CSCI 331
Database Assignment
Disk Access

 

  1. Consider a disk with the following properties: Block size, B = 512 Bytes, number of blocks per track = 20, number of tracks per surface = 400, disks consists of 15 double sided platters. The seek time is 12 msec and the rotational speed is 5400 RPMs.

 

  1. What is the total capacity of the disk?
  2. 512B/block*20 blocks/track*400 tracks/surface*30 surfaces = 122,880,000 Bytes = 117 MB disk

    (1024*1024 = 1,048,576Bytes/MByte)

     

  3. How many cylinders are there?
  4. 400

     

  5. What is the total capacity of a cylinder?
  6. 122,880,000/400 = 307,200 Bytes

     

  7. What is the total capacity of a track?
  8.  

    307,200/30= 10240Bytes

     

  9. What is the transfer rate?
  10.  

    5400 RPM => 11.11msec/rev (60 *1000)/5400

    512*20/11.11 = 921.7B/msec

     

  11. How much time does it take to locate and transfer a single block on average?
  12.  

    btt = s+rd+bt = 12 + 11.11/2 + 11.11/20 = 18.12msec

  13. How long would it take to transfer:
  1. 20 random blocks?

20 * 18.12 = 362.4

 

  1. ii. 20 blocks on the same cylinder?

12 + (20* 11.11/2 +11.11/20) = 134.4

 

iii. 20 consecutive blocks?

12 + 5.56 + 20 * .56 = 28.76

 

  1. A file has 20,000 records of fixed length with the following fields: Name (30 bytes), SSN (9 bytes) – key field, Address (40 bytes). Phone (9 bytes), birthday (8 bytes), gender (1 byte), majordeptcode (4 bytes), classcode (4 bytes). Assume the records are stored on the disk described in problem 1 with random blocks.

 

  1. What is the record size?
  2. 105 Bytes

     

  3. What is the blocking factor?
  4. floor(512/105) = 4

     

  5. What is the number of blocks assuming unspanned organization?
  6. 20000/4 = 5000

     

  7. What is the average time to find a record using SSN if the records are stored unordered?
  8. linear search => must retrieve 5000/2 blocks => 2500 * 18.12ms = 45,300 msec = 45.3 sec (3/4 of a minute!)

     

  9. What is the average time to find a record using SSN if the records are stored ordered by SSN?
  10. Binary search => log2 of 5000 = 13 blocks => 13 * 18.12 = 235.56 msec (1/4 of a second!)

     

  11. What is the average time to find a record using SSN if the records are stored ordered by Name?
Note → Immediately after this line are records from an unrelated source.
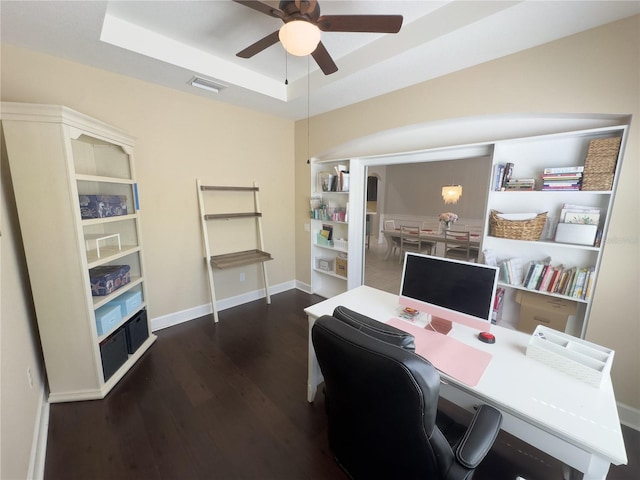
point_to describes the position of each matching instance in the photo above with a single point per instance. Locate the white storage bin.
(584, 360)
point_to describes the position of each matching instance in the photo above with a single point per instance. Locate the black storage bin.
(113, 351)
(137, 331)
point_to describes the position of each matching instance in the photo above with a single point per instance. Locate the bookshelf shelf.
(333, 213)
(568, 152)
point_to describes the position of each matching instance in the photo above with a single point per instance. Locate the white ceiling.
(168, 42)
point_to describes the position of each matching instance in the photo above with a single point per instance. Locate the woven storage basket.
(601, 164)
(517, 229)
(604, 147)
(597, 181)
(602, 155)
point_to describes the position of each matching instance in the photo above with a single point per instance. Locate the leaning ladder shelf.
(234, 259)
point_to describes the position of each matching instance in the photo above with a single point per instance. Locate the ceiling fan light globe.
(299, 37)
(451, 193)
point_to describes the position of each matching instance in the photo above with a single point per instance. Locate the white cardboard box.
(576, 233)
(584, 360)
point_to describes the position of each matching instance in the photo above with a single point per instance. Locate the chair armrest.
(479, 437)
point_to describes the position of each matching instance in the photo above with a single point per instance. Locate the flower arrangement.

linear search => same answer as d => 45.3 sec

 

 

  1. A Parts file with Part# as the hash key includes records with the following parts values: 2369, 3760, 4692, 4871, 5659, 1821, 1074, 7115, 1620, 2428, 3943, 4750, 6975, 4981, 9208. The file uses eight buckets numbered 0 to 7. Each bucket uses 1 disk block and contains a maximum of two records. Using the hash function h (K) = K mod 8, load the records into the file in the given order. Use open addressing to handle overflow. Show how the records would be stored.

 

Bucket Records on disk block

  1. 3760 6975
  2. 2369 9208
  3. 1074
  4. 5659 7115
  5. 4692 1620
  6. 1821 2428
  7. 4750 4981
  8. 4871 3943

 

 

 

  1. Suppose we have and ordered file of fixed-length records and an unordered overflow file to handle insertion. Both files use unspanned records. Write algorithms in pseudo code for order insertion and order deletion. Note any assumptions that you make.
  2. Assumptions:

    we have a table of n pointers to the n blocks used for the ordered file and m pointers for the overflow file.

    the number of records per block is small (e.g. 5)

     

    Binary_Search( Record R)

    low = 0

    high = n

    while (low < high)

    mid = (low + high)/2

    if ( last_record_in_block(Ordered_file(mid)) < R)

    low = mid + 1

    else high = mid

    return low

    int Deletion(Record R))

    Found = false

    Block_Number = binary_Search (R)

    if (in_block(R, Ordered(Block))) //If record is found in the ordred block

    remove(R) //Remove the record

    Found = true // indicate found

    else

    i = 0

    while(!Found && i < m) //While not found and more blocks available

    if (in_block(R, Unordered(i)))

    remove(R)

    Found = true

    i++

    return found

     

     

    int Insertion(Record R)

    Block_Number = binary_Search (R) //This part is not required

    if(!Full(Ordered(Block_Number ))) // if you assume that all

    Block_insert (R, Ordered(Block_Numbered)) //insertions are done into

    else //the overflow area

    i = 0

    while(Full(Unordered(i))

    i ++

    Block_insert(R, Unordered(i))

     

     

  3. Suppose that the file in problem 2 was ordered by the key field, SSN and we want to construct a primary index on SSN. Calculate the number of blocks required to hold the index. Calculate the number of block accesses required on average to retrieve a record by SSN.
  4.  

    Each index record would need to hold a SSN (9 Bytes) and a pointer to the physical address. A physical address must identify the surface, track, and block which would take a minimum of 19 bits. Assume a 3 Byte address.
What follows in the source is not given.